Duas horas depois, os meus sogros, Sônia e Ricardo, chegaram.
Não vieram para ver o neto. Vieram para me atacar. Miguel tinha-os chamado, claro.
Sônia entrou no quarto como um furacão, o seu rosto contorcido de raiva. Ricardo seguia-a, parecendo um guarda-costas sombrio.

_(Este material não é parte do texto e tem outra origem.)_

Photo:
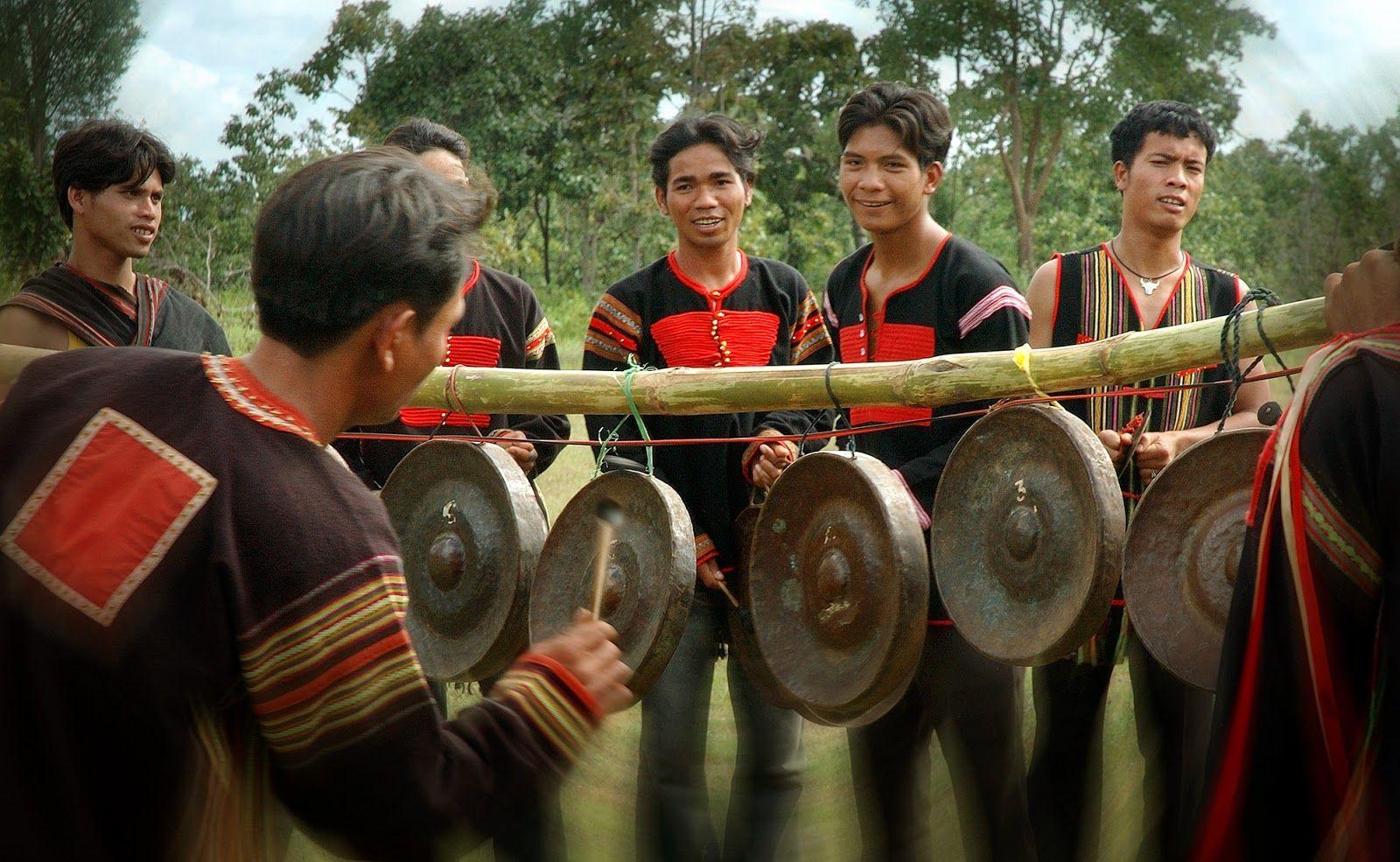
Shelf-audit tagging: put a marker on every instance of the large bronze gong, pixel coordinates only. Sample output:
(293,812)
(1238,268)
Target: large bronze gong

Ela nem olhou para o Leo na cama. Os seus olhos fixaram-se em mim.
"Como te atreves?"
A sua voz era um silvo.
"Como te atreves a ameaçar o meu filho com o divórcio, numa altura como esta?"
Eu permaneci sentada, exausta demais para me levantar.
"Sônia, por favor, baixe a voz. O Leo está a dormir."
"Não me digas o que fazer! Tu és o problema aqui! Sempre foste egoísta. O Miguel tem um coração de ouro. Ele estava a ajudar a pobre da Sofia, que passou por tanto, e tu usas isso para o atormentar?"
Pobre da Sofia. A menina que aos 25 anos ainda precisava que o seu meio-irmão a ajudasse a procurar o seu gato no meio da noite. A menina cujos sentimentos eram mais importantes que a vida de uma criança.
"O vosso neto tem meningite. Ele quase morreu. O vosso filho não quis saber."
Ricardo falou pela primeira vez, a sua voz grave e desaprovadora.
"O Miguel disse que era apenas uma febre. Tu tens tendência para o drama, Clara. Estás a usar a doença do rapaz para manipular o nosso filho."
Eu ri. Um som seco e amargo que surpreendeu a todos, incluindo a mim mesma.
"Drama. Certo. Então, o diagnóstico de um médico especialista é drama. As convulsões do meu filho são drama. A única coisa real aqui é a necessidade da Sofia de ser o centro das atenções, e a vossa vontade de a desculpar."
Sônia deu um passo em frente, o dedo apontado para mim.
"Tu és uma esposa horrível. Ingrata. Depois de tudo o que fizemos por ti..."
"O que é que fizeram por mim?" Interrompi, a minha voz finalmente a ganhar força. "Deram-me um marido que me abandona numa emergência? Deram-me uma família que me culpa quando o meu filho está doente? Se é isso, então obrigada, mas já não quero mais."
Virei-lhes as costas, focando-me na única pessoa que importava naquele quarto.
"Saiam. Agora."
Eles ficaram chocados com o meu tom. Por um momento, ninguém se moveu. Depois, Miguel agarrou o braço da sua mãe.
"Mãe, vamos. Ela não está a raciocinar bem."
Eles saíram, deixando para trás um rasto de veneno e a certeza de que eu estava completamente sozinha nisto. E, estranhamente, isso deu-me força.